Real Família arrasa na luta pela sobrevivência e condena Real Intensidad à descida
Jogo de tudo ou nada na Liga C2 colocava frente a frente duas equipas presas à linha de água. O Real Intensidad chegava com treze pontos, os mesmos do penúltimo classificado, mas com vantagem no confronto direto, sabendo que uma vitória garantia automaticamente a permanência. Do outro lado surgia o Real Família, último classificado com doze pontos, obrigado a vencer para empurrar o adversário para a descida, mas ainda dependente do resultado do outro jogo para saber se conseguiria salvar se. O cenário era de máxima tensão e não havia margem para erro.

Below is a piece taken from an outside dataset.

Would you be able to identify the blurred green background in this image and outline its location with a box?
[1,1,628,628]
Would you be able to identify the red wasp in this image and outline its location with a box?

A primeira parte começou de forma perfeita para o Real Família, que entrou com uma intensidade altíssima e uma clareza total no plano de jogo. Logo nos minutos iniciais, Miguel Fonseca começou a assumir o papel de desequilibrador, trabalhando muito bem pela ala esquerda e obrigando a defesa da casa a recuar constantemente. Numa dessas investidas, acabou por conquistar uma grande penalidade, colocando desde cedo enorme pressão sobre o Real Intensidad. Na marcação do castigo máximo, Telmo Ramos foi frio, calculista e não perdoou, fazendo o 0-1! O golo deixou a equipa da casa visivelmente abalada, e o Real Família sentiu que o jogo estava exatamente onde queria. Pouco depois voltou a golpear, novamente com Miguel Fonseca a fazer a diferença, desta vez com uma assistência precisa para Tomé Nunes, que surgiu em excelente posição e finalizou com qualidade para o 0-2! A formação visitante mostrava uma eficácia brutal, transformando quase cada chegada à área em ocasião de golo. O Real Intensidad tentava reagir, mas sentia enormes dificuldades em travar a mobilidade ofensiva do adversário. Já perto do intervalo, o Real Família voltou a ferir de forma decisiva. João Caetano apareceu isolado nas costas da defesa, rematou para uma boa defesa de Tomás Costa (estrangeiro), mas mostrou faro de golo ao surgir na recarga e fazer o 0-3! Um resultado pesado ao intervalo, que refletia a superioridade clara da equipa visitante e deixava o Real Intensidad numa situação praticamente irreversível.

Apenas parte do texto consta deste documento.